If the present economic crisis tends to confirm this general perspective, these recurrent and systemic problems ensure that however many times the left suffer defeats, socialism can never be completely wiped from the political agenda. Nevertheless, Mészáros has no truck with the idea that socialism will inevitably follow from the crisis of capitalism. He simply points to the increasingly obvious fact that capitalism cannot continue on its destructive path indefinitely.

Moreover, he shows that socialism is not merely an abstract dream of a better world. Rather, because capitalism creates a class for whom solidarity becomes a basic need, the rule of capital brings in its train transformations which make a socialist alternative to modern antagonistic individualism both desirable and possible. Like Rosa Luxemburg, therefore, Mészáros believes that the long-term choice for humanity is between socialism or barbarism, and that because "the long run is becoming ever shorter...our responsibility is to do something before we run out of time".

This sense of political urgency infuses the entire book. Mészáros compares capital's relentless drive for growth with a cancer. He insists that we have reached a point at which some form of radical treatment is absolutely necessary. Concretely, capitalism's essence as a system of growth for growth's sake means that despite the greater potential for free time which increased labour productivity should entail, capitalism forces us to work longer and harder while simultaneously eating into the free time we have outside of work. This free time becomes increasingly commercialised and reduces us to the status of consumers.

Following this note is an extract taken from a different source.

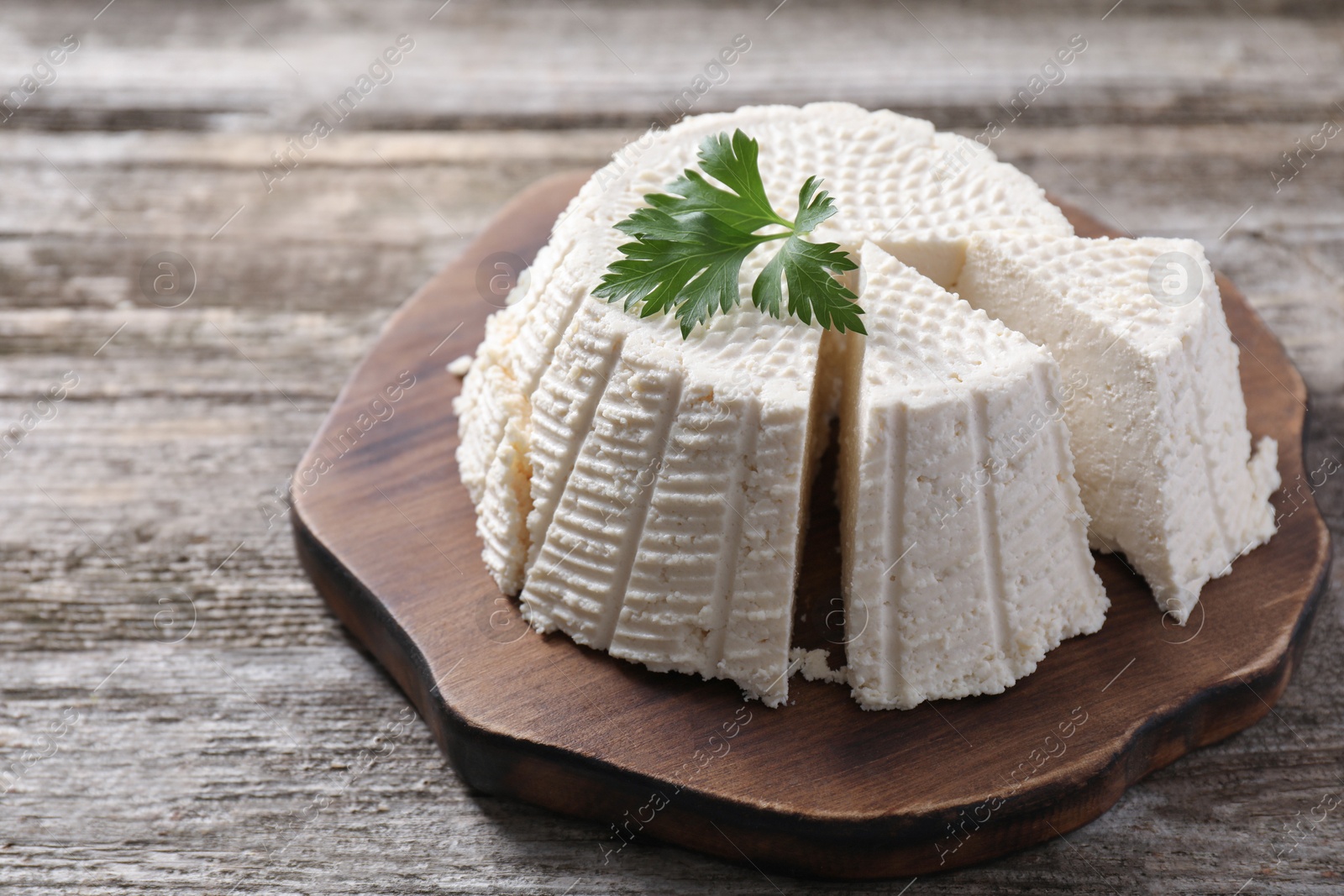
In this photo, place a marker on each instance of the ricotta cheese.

If this erosion of free time is one consequence of the power of capital, another is the developing environmental crisis. Mészáros shows it is no mere product of industrialisation, but is a more specific consequence of the system's need to "grow inexorably or perish". And if the dehumanisation of free time and the destruction of nature are two sides of capitalist alienation, so long as we confront this world as atomised individuals nothing seems more realistic than the idea that this is a natural system.

Hope in such a situation takes the form of the spontaneous collectivist movements against the consequences of the rule of capital. One aspect of the structural crisis of capitalism is the massive levels of unemployment experienced even before the present recession. Commenting on the demand for a 35 hour week in this situation, Mészáros argues that, whatever its limitations, this and similar demands cannot be sustained by traditional forms of trade unionism which hoped to benefit from capitalist growth.

He argues that what is necessary today is a more directly political and indeed socialist form of trade unionism - one that is linked to a revolutionary strategy that overcomes the opposition between Luxemburg and Lenin. Such a strategy, by overcoming the reformist separation between politics and economics, can challenge the logic of capital in the here and now in a way that points beyond it to a real socialist alternative.